4. The roof tile-integrated solar battery module according to claim 1, further comprising a power generating body shock-absorbing member placed between said solar battery power generating body and said exterior member.

5. The roof tile-integrated solar battery module according to claim 1, wherein

said solar battery power generating body includes a solar battery cell, and

an outer dimension of said solar battery power generating body is determined based on an outer dimension of said solar battery cell.

6. The roof tile-integrated solar battery module according to claim 1, further comprising at least one of an eaves edge cover member for filling a gap between said roof tile-integrated solar battery module and a roof tile positioned adjacently to an eaves side of said roof tile-integrated solar battery module, and a ridge side cover member for filling a gap between said roof tile-integrated solar battery module and a roof tile positioned adjacently to a ridge side of said roof tile-integrated solar battery module, in a state where said roof tile-integrated solar battery module is provided at the roof, wherein

each of said eaves edge cover member and said ridge side cover member has a portion having a surface shape conforming to a surface shape of said roof tile.

7. The roof tile-integrated solar battery module according to claim 6, wherein a shock-absorbing member having waterproof function is provided at least one of said eaves edge cover member and said ridge side cover member.

8. The roof tile-integrated solar battery module according to claim 1, wherein a colored layer is formed at a surface of said exterior member.

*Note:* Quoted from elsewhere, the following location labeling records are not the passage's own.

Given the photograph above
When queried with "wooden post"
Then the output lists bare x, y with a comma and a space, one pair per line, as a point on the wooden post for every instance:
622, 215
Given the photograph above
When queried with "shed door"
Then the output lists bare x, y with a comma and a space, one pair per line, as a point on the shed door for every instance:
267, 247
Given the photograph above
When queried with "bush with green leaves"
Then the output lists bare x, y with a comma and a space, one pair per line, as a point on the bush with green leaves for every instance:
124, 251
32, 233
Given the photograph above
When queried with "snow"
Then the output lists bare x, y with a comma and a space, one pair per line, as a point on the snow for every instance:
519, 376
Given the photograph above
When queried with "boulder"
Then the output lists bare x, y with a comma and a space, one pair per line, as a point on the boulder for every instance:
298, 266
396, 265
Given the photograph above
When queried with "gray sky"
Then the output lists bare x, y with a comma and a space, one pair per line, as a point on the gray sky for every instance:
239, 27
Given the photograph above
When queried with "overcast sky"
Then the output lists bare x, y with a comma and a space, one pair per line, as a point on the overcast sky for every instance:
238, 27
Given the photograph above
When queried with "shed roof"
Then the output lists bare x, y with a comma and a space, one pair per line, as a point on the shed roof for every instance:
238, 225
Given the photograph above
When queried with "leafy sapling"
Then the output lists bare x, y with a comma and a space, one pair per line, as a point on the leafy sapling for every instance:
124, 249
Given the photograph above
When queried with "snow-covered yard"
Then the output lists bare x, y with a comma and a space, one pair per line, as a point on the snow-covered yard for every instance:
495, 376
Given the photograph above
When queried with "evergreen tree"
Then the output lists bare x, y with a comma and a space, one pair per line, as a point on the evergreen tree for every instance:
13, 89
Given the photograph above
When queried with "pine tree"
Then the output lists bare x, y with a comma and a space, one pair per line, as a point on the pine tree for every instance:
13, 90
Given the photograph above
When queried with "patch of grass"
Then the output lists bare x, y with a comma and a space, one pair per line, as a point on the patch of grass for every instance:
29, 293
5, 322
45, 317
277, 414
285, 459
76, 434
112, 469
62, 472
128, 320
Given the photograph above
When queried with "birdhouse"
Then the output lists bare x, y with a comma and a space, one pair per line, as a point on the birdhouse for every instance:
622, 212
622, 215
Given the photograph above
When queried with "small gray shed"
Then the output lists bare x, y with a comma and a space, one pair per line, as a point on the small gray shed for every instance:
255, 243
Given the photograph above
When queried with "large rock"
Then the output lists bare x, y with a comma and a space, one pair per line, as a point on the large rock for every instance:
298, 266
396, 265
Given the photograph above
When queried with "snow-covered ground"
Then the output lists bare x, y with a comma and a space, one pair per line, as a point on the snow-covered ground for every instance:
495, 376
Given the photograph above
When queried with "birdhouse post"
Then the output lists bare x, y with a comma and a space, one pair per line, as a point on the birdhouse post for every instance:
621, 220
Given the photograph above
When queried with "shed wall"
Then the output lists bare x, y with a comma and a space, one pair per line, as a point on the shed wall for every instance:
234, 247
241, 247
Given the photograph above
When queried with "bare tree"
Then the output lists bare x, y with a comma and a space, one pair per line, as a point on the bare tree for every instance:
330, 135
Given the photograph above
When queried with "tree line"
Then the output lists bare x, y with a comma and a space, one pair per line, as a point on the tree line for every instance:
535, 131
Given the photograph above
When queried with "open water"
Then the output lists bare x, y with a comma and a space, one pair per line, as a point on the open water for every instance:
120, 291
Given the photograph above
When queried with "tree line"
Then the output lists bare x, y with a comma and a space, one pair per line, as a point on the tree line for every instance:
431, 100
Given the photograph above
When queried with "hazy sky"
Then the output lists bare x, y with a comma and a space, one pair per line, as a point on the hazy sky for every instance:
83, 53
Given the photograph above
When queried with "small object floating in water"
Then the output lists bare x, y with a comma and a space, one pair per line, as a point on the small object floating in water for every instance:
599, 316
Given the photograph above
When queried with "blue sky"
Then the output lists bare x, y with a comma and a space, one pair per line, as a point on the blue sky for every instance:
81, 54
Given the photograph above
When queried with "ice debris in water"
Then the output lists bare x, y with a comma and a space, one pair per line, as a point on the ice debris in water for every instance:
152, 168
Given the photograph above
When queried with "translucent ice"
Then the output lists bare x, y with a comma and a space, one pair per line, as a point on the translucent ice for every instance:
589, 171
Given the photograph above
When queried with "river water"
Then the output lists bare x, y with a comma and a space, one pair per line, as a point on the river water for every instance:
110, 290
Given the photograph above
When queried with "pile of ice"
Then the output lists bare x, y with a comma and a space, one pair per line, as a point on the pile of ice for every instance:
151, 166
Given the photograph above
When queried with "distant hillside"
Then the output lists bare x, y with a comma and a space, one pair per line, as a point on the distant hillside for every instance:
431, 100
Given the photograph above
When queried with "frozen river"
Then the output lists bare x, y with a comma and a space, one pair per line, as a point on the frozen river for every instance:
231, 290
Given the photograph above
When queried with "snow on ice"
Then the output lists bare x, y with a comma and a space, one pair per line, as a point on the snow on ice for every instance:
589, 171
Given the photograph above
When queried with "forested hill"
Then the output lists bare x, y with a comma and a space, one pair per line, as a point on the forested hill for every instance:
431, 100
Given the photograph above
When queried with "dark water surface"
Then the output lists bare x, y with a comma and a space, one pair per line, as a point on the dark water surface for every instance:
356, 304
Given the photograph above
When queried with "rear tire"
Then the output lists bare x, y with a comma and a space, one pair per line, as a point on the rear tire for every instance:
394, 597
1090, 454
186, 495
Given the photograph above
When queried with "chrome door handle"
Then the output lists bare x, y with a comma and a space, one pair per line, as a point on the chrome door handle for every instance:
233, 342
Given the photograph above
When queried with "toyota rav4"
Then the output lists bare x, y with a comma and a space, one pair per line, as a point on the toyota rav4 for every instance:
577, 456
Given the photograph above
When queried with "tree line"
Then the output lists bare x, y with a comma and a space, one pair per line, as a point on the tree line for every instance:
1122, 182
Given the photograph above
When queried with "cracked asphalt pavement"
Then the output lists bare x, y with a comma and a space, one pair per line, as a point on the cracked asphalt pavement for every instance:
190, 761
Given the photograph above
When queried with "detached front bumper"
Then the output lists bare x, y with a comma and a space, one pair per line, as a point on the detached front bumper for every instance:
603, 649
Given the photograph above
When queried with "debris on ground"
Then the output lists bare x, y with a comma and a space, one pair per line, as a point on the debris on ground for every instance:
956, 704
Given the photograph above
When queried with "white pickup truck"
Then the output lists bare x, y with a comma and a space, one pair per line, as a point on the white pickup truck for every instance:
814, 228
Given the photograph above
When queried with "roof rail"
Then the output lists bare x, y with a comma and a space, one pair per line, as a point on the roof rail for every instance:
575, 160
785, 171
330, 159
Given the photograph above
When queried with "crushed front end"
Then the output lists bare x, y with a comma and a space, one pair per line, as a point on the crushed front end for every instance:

9. The roof tile-integrated solar battery module according to claim 1, wherein

a shape of each of said one exterior plate and said other exterior plate is determined such that, when said one exterior plate and said other exterior plate are combined, an opening through which said solar battery power generating body can be removed is formed on a side of said eaves when said roof tile-integrated solar battery module is provided at the roof, and

said exterior member further includes an eaves side exterior plate blocking said opening and detachably and attachably provided to said one exterior plate and said other exterior plate.